Leadership

“This, That or This & That” - Paradoxes in people management

Many of us would have encountered the intentionally blank page paradox in official documents where the text ‘This page has been intentionally left blank’ annihilates its status as a blank page. Biologist Richard Peto noticed that mice had a much higher rate of cancer than humans which doesn’t make sense. Cancer is a rogue cell that goes on multiplying without control and humans have over 1000 times more cells than mice. Thus, logically humans should get more cancer than smaller sized mice. This is termed as Peto’s Paradox. ‘Could an all-powerful being create a stone so heavy that even ‘he’ couldn’t lift it?’ is the question posed by the Omnipotence Paradox. While some of these are amusing, provokes thinking and research, paradoxes related to people management in organization settings unveil a different genre of emotional complexity. 

A paradox is a seemingly absurd or contradictory statement or proposition which when investigated may prove to be well founded or true. We live in a world of contradictions. While managing people, leaders inevitably confront contradictions and resulting tensions. While hiring into the team the leader is faced with the choice of prioritizing proven credentials versus taking a bet on someone who brings in a different dimension or in other words playing safe versus being bold and opportunistic. A leader who was setting up a start-up a couple of years ago was vehement on paying whatever it takes to hire the right talent. He shared more recently his need now to balance between an ‘all-out’ compensation while hiring and being fair to existing members in the team. Organizations drive uniformity on one side enabling fairness and transparency and yet expect managers to value individual differences and make exceptions. 
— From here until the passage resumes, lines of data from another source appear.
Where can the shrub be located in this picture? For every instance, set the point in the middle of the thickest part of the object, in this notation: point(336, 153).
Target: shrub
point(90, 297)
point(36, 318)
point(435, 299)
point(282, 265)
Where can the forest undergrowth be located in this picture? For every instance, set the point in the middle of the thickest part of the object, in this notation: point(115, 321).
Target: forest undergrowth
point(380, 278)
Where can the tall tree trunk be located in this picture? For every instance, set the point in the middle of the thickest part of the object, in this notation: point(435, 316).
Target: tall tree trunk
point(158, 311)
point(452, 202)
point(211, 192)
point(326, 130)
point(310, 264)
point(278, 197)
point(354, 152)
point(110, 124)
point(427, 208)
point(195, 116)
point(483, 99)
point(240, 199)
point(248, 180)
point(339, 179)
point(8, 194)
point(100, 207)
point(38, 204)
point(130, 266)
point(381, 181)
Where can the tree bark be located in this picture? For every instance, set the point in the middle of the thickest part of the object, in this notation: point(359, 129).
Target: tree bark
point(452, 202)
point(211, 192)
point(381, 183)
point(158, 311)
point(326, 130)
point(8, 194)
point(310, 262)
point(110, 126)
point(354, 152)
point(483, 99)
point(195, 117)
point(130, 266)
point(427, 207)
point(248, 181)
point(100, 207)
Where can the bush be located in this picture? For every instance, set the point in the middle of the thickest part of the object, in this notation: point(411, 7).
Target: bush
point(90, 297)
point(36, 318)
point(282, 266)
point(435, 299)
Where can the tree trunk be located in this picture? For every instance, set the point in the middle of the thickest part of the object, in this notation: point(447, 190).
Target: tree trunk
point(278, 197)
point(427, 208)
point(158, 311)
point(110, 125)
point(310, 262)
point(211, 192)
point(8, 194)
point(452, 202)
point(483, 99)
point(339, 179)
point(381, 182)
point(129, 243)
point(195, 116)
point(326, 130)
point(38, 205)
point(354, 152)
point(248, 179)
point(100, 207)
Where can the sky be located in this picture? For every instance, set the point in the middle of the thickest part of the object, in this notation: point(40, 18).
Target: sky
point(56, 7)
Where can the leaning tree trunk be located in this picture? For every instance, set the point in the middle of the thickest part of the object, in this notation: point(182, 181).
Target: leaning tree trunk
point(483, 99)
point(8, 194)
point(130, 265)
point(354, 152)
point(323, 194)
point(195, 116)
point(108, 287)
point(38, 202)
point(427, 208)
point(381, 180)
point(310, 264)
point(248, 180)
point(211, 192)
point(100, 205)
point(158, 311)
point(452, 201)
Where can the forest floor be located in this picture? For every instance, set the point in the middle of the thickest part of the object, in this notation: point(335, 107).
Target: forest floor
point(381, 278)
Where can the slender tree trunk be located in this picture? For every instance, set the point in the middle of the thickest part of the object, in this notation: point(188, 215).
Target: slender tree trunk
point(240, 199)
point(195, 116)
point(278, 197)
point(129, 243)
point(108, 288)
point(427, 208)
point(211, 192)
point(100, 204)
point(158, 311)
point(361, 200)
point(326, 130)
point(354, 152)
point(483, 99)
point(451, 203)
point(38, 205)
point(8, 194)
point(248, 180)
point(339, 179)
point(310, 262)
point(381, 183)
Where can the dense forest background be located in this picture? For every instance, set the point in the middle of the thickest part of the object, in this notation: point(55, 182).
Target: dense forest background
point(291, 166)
Eastern cultures and mindsets suggest that societies and organizations naturally embrace opposites. Rather than being ‘either-or’, even problems and challenges are interrelated as ‘both-and’. A totality evolves through a harmonious and interdependent co-existence of opposites. The ‘loose-tight’ principle for example reflects a paradox of control versus autonomy, suggesting that managers should have tight rules for the long term, but also be willing to bend them in the here and now. Leaders similarly are required to demonstrate ‘both-and’ in situations combining self-centeredness with other centeredness; maintaining control on decisions, while allowing autonomy; enforcing work needs, while allowing flexibility, sustaining a culture of transparency while ensuring confidentiality through a need to know only. 

Holding two or more contradictory beliefs, ideas or values at the same time or being confronted with information that conflicts with exiting beliefs, ideas or values triggers mental stress termed as cognitive dissonance. The natural reaction is to reduce the dissonance or inconsistency and also avoid information and situations that would enhance it. Quoting F. Scott Fitzgerald ‘The test of a first-rate intelligence is the ability to hold two opposing ideas in mind at the same time and still retain the ability to function.’ This is not easy. We all have heard about the ‘blind men and the elephant’. Even if these men were not blind but were limited in their focus to only a part of the elephant, their interpretations would be similar – the tail as rope, the tusks as spears, the ears as fans and legs as trees. This approach of thinking is analytical or partial thinking where the mind builds understanding by focusing on the parts of a system. In contrast to this Holistic thinking drives us into sensing large-scale patterns involving content and background information. The ability that Fitzgerald highlights requires holistic thinking. 

Holistic thinking leaders are able to leverage ‘both-and’ and view both aspects of the paradox as possible. They are able to accept the contradictions and their co-existence. For paradoxes in people management such leaders are able to balance between organizational needs and subordinate expectations. A leader for example can on one side maintain power and status distance to ensure pressure and focus to get work delivered and at the same time stay close to subordinates, being available to help them and ensuring that they succeed. Similarly, a holistic thinking leader is able to bring the team into play in conversations and help create an inclusive approach to ideation and debate, but at the same time ensure control on decision making and thereby drive closures. 

As a leader role models such paradoxical leader behaviour, it has a distinct impact on the capabilities and performance of the team. Subordinates demonstrate how to embrace contradictions in complex real-time environments. They become more open-minded to different possibilities by expanding their holistic thinking. Such teams also have higher adaptive behaviour and learning agility to cope with change and transformation. Rather than be rule-keepers such teams have higher risk taking and fail fast mindset. Team members can leverage their individuality with a higher degree of confidence. Holistic thinking is taxing on leaders too as they have to deal with the stress of contradiction in their minds. It is thus very important to see that the demonstration of holistic thinking is consistent and sustainable. That provides the right signal and motivation to the team. 

As organizations and individuals work though higher levels of uncertainty and unknown, with an ever-increasing pace of response, abilities of leaders and their teams to deal with paradoxical thinking on competing possibilities will be a true differentiator and create readiness to function on a global scale.